GroqCloudのAPIはAI推論を高速・低レイテンシで提供するサービスとして、国内の一部開発者やスタートアップに利用されている。今回の資金調達によりAPACリージョンの拡充も期待できる。特に大量推論が必要なバッチ処理やエージェント系ワークロードを組む際の選択肢として把握しておきたい。

「推論コスト」が経営課題になる時代

LLMの利用が業務に本格的に組み込まれると、推論コストは無視できない固定費になる。汎用クラウド一択ではなく、GroqのようなAI推論特化型サービスをワークロードに応じて使い分けるアーキテクチャ設計が、今後のシステム設計における重要な論点になる。

not-acqui-hireは今後も増える

Scale AIがMetaとの同様の取引後も$10億ドル収益達成に向けて順調に成長しているという事例も紹介されている。会社を丸ごと買収するよりコストが低く、技術・人材を集中取得できるこのモデルは、AI業界でさらに増える可能性が高い。

筆者の見解

GroqのLPUは登場時から「GPUとは設計思想の違うアプローチだ」と感じていた。推論に特化したアーキテクチャとしての実力は本物で、NvidiaがわざわざIPライセンスを取りに来たこと自体がその証明だ。
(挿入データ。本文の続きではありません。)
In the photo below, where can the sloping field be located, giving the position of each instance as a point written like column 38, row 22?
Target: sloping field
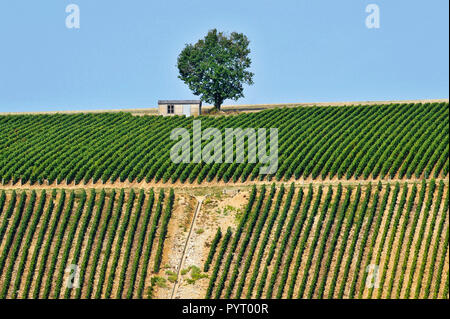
column 354, row 142
column 335, row 242
column 116, row 238
column 92, row 206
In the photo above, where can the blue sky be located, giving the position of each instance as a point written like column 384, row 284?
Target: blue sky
column 124, row 54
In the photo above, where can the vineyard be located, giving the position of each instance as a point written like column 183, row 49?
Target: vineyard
column 326, row 242
column 355, row 142
column 115, row 237
column 93, row 207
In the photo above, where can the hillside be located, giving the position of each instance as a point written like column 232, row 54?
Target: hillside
column 355, row 142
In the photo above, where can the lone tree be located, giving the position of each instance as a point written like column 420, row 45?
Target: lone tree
column 216, row 67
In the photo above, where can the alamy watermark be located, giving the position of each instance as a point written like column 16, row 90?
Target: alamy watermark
column 262, row 146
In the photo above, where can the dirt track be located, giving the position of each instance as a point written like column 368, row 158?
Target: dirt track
column 179, row 185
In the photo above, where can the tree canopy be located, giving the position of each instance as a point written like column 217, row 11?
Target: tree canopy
column 216, row 67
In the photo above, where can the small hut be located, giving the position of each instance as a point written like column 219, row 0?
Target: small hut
column 180, row 107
鍵はネオクラウド事業がこの先どこまで差別化を維持できるかにある。Nvidiaが「Groq 3 LPX」を市場に出してきた今、Groqの優位性はハードウェアではなく、積み上げてきたソフトウェアスタックと開発者エコシステムに移った。500万開発者というユーザー基盤は、ゼロから作るのは容易ではないアセットだ。

インファレンス市場は現在まさに急拡大中だ。AIエージェントが自律的にループで処理を回し続けるような設計では、「大量の推論をいかに安く速く実行するか」がそのままシステムの経済性に直結する。そのニーズに応え続けられれば、Groqがネオクラウドとして独自のポジションを確立するシナリオは十分にある。

not-acqui-hireという手法が成立してしまう今のAI業界の勢いは、改めて凄まじいと感じる。技術と人材だけを切り出して取引できてしまう構造は、今後のスタートアップ戦略にも大きな示唆を持つだろう。


出典: この記事は AI chipmaker Groq confirms $650M raise, re-staffs after Nvidia’s $20B not-acqui-hire deal の内容をもとに、筆者の見解を加えて独自に執筆したものです。